Abstract
A series of coumarin pyridinethiones and pyridinones has been synthesized employing a range of substituted cyanothioacetamides and cyanoacetamides intermediates. Coumarin pyridinethiones and pyridinones bear different substituents including electron donating groups such as methyl, methoxy dimethylamine in addition to chloro, bromo and nitro as electron withdrawing groups were chosen to study the structure/electrochemical relationship. The influence of electron donating group and electron withdrawing group on different positions of coumarin scaffold was studied utilizing cyclic voltammetry and controlled potential electrolysis at platinum and glassy carbon electrodes. The electrochemical redox mechanisms of synthesized coumarins were proposed and the oxidation and reduction pathways were determined. Data for cyclic voltammetry and controlled potential electrolysis proved that amine center served as the oxidation center, while thiocarbonyl and carbonyl groups were identified as the reduction centers.
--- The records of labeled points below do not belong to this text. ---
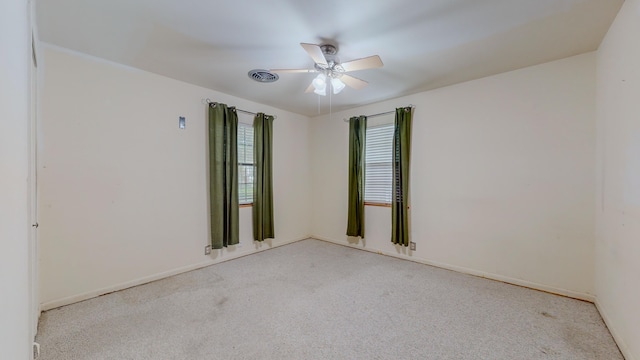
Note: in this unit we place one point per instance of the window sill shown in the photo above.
(377, 204)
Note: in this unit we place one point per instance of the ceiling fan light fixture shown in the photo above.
(337, 85)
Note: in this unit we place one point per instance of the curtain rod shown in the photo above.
(380, 114)
(240, 110)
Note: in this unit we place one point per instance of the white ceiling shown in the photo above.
(424, 44)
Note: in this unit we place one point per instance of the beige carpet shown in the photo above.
(316, 300)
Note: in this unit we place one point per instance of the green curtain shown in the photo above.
(223, 175)
(401, 163)
(357, 139)
(263, 177)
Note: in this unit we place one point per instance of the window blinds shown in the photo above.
(378, 164)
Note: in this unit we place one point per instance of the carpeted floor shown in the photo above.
(316, 300)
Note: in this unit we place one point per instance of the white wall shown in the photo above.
(123, 191)
(501, 179)
(618, 187)
(15, 284)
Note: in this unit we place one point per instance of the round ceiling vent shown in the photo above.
(263, 75)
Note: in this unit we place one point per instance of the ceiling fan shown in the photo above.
(331, 71)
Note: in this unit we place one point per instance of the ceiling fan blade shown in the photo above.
(354, 82)
(315, 52)
(362, 64)
(282, 71)
(309, 89)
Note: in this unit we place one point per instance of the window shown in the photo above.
(245, 164)
(378, 164)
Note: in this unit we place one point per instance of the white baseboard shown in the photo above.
(624, 349)
(147, 279)
(505, 279)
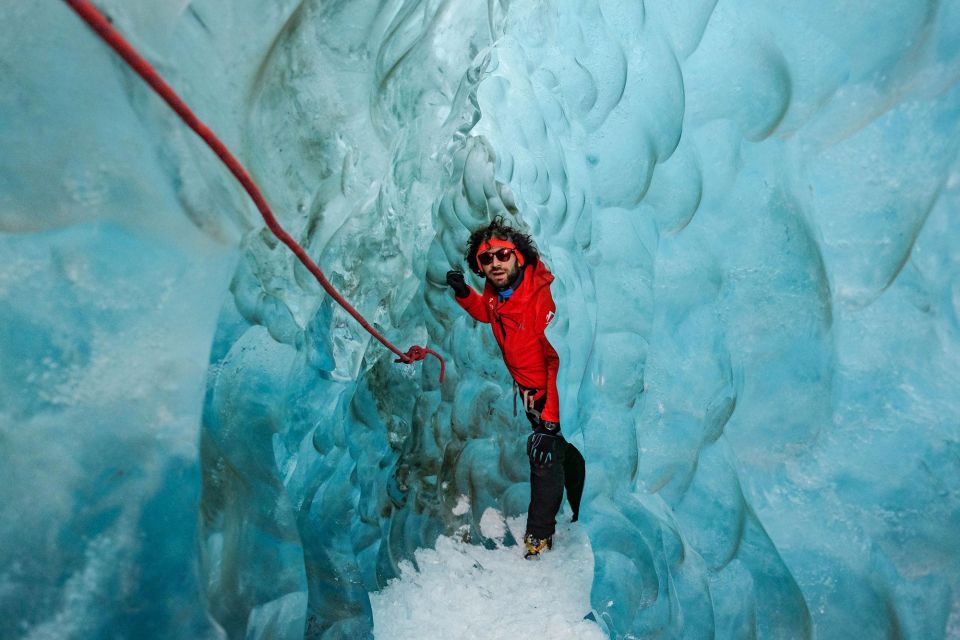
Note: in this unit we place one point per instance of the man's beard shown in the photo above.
(511, 279)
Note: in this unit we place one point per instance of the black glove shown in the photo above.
(542, 444)
(456, 282)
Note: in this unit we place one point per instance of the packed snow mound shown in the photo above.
(461, 590)
(750, 209)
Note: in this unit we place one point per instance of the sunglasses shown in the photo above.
(502, 255)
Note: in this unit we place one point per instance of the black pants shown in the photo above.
(546, 483)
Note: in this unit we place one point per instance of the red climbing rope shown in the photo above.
(92, 16)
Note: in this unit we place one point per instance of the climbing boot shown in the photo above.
(536, 545)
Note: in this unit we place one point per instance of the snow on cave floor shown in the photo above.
(467, 591)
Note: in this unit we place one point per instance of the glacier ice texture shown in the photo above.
(751, 209)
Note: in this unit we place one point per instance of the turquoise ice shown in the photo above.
(751, 209)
A series of coumarin derived pyridinethiones and pyridinones has been synthesized. The electrochemical properties have been studied using cyclic voltammetry and controlled potential electrolysis at Pt and glassy carbon electrodes. Substituent effects of electron withdrawing and electron donating groups at different positions of coumarin scaffold were explored to establish structure/electrochemical relationship profile. The electrochemical redox mechanisms of the synthetic coumarin analogues have been proposed. The electrochemical data suggests amine as oxidation center, and thiocarbonyl group as reduction center.